The Foreigner was released on DVD by Eclectic in 2001, though I've not seen that edition, autographed copies of which are available for purchase at Poe's website.  TCM recently aired the one-hundred-and-one minute picture as part of its Underground series, where I gratefully recorded it.  The fullscreen sixteen-millimeter print is scratched and grainy, and will never look like a penny more than the five grand that Poe repaid, at a monthly rate of $129, to Merchants Bank of New York.  (The bank refused to loan him money for the project, so he borrowed funds for a $5000 car instead.)  The sound is primitive, but Kral's richly minimalist score, incorporating Ry Cooder-ish slide guitar and icy electronic ambience, is well-recorded; it merits a release of its own.  "'When we dream that we dream,'" Menace channels Novalis in voice-over, "'we are beginning to wake up.'"  Poe's film is every bit as self-referential as any dream, but The Foreigner's peculiar strength is that it doesn't awaken.  It's a slumbering punk princess of a picture, a movie made for midnight.  Here's the trailer.

Tuesday, January 8, 2013

THE RETURN OF THE THIN WHITE DUKE: WHERE ARE WE NOW?

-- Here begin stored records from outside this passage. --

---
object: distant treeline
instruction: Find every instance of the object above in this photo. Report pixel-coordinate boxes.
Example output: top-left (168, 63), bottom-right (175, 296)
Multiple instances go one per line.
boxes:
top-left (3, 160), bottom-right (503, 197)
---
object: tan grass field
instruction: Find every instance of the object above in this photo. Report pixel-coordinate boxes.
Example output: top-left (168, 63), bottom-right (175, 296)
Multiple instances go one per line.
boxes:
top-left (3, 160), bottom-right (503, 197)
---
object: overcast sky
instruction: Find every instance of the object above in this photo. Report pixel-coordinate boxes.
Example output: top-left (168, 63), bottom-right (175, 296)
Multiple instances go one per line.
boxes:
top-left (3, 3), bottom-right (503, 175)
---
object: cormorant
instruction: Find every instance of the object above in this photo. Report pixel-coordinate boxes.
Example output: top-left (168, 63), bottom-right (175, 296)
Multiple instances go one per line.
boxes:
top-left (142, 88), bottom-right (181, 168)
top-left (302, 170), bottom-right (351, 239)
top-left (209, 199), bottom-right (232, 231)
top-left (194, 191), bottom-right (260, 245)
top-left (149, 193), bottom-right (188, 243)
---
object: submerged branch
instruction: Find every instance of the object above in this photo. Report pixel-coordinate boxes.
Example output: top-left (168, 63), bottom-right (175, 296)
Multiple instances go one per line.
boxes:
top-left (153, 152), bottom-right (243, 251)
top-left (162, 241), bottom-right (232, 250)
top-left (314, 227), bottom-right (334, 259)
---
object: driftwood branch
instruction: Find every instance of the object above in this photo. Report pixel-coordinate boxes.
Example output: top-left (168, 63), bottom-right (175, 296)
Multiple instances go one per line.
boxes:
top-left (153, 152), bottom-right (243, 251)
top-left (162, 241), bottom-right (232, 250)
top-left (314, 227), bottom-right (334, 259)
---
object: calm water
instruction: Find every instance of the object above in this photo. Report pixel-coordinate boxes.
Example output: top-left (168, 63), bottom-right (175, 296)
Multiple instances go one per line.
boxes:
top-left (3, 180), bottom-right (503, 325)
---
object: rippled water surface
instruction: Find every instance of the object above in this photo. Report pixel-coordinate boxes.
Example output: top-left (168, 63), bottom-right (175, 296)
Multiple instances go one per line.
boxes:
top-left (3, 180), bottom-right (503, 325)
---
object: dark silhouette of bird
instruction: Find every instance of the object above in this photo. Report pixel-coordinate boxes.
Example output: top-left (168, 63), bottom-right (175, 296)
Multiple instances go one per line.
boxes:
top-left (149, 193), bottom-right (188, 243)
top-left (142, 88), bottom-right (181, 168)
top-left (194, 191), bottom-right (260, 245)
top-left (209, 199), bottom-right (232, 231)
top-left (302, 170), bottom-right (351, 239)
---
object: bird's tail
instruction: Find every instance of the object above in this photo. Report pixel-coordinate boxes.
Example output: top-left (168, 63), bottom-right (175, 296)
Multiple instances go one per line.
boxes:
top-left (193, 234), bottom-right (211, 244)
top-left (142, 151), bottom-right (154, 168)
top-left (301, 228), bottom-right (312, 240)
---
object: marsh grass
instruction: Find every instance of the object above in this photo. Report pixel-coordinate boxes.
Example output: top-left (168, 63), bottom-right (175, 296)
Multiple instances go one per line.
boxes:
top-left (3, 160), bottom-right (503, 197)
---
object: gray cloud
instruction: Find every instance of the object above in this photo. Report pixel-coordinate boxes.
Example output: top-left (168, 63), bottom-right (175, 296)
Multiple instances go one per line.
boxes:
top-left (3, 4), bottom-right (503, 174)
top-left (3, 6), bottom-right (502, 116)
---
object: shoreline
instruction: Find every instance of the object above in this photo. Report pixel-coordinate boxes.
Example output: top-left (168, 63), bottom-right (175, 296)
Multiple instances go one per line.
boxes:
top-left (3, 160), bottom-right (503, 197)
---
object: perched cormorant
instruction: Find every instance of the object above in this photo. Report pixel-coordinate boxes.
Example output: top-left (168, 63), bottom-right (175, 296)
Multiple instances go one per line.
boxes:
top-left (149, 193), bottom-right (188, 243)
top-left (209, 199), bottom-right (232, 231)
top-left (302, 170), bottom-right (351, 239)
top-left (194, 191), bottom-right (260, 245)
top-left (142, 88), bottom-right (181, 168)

David Bowie has emerged from his long musical exile with a haunting new single, "Where Are We Now?", which the artist unleashed on an unsuspecting world today on the occasion of his sixty-sixth birthday.  The song, a preview of his upcoming album The Next Day, is an elegiac ballad with subdued piano chords largely recalling Bowie's so-called "Berlin Trilogy" with recording technologist Brian Eno (Low [1977], "Heroes" [1977], and Lodger [1979]).  The lyrics reference specific parts of the German capital city, while the accompanying video, directed by multimedia and installation artist Tony Oursler, contains footage shot by Bowie during his tenure in Berlin, where the formerly "zonked out of my mind" musician had temporarily relocated from Los Angeles to live above an auto repair shop, "[become] a person again," and compose absolutely stunning work in the process of healing himself.  The Next Day marks Bowie's first album in the decade since 2003's Reality, and is produced by that record's Tony Visconti, who also toiled on the aforementioned trilogy and is arguably Bowie's greatest producer.  It's an unexpected pleasure to see this titan making music again.  A Very Happy Birthday to one of my cultural heroes, with or without quotation marks.